22 July 2013

gotta love this guy #18 (keith Haring)


Who can not remember those funny looking cartoons of walking dogs and crawling men on the streets of SOHO and the village in 1979? These small cryptic characters were done with such subtlety, even a kind of grace. New York walls and subway cars during the late seventies were laced with the anarchy of twisted color, and I often felt like I was living in a prison; everywhere tags assaulted us. I was never fond of graffiti nor I have I changed much from that opinion over time.
So, Keith Haring's small endeavors around curbs, street gutters and lampposts were a welcome surprise for me. Of course, afterward he then became such a big star that I kind of lost interest in him over the years. And yet, I would see him around from time to time; coffee shops and bookstores in the village although I didn't know him personally. 

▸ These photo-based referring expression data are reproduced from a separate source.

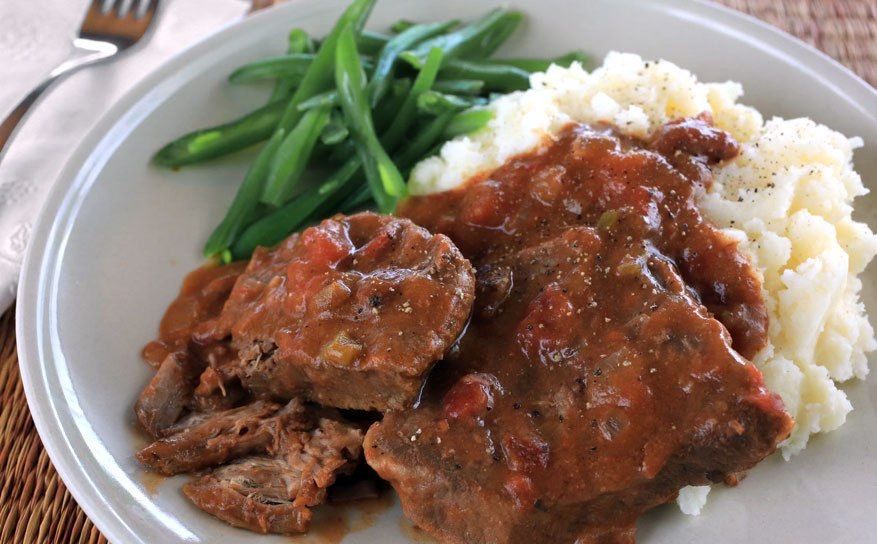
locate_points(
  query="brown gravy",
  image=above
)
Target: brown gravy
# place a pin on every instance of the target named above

At the Musee d'Art Moderne in Paris I had gone to see Derain, Dufy, and Bonnard, not to see Keith Haring. But as I go see everything, anywhere, anytime, I made my way into the cavernous rooms where giant colorful canvass' were simply hung up without any frames. I only wished that I had had the instinct to film so much more than I did because with each room as I penetrated this show I increasing became more and more overwhelmed by the outburst of this guy's creativity. And, in truth, its not even the kind of painting I particularly enjoy, and yet, I found myself very moved by the show as a whole. He not only exhibits a wonderful graphic style, but also a tremendous sense of humor. He reveals a quiet intelligence, one which seems so prescient now looking back in time, one which offered a gritty and cryptic vision of our hurried lives today. I think that if he had lived a normal life span he would have grown into a more sophisticated painter. I see something in his late things which move away from that easy and familiar graphic style, one at which he became so adept, and into something more cohesive in an abstract way. It looked like he was moving into the less familiar and more painterly which is always more artistic than doing over and over again that which we know how to do. This is a great show and one which offers lots of surprises.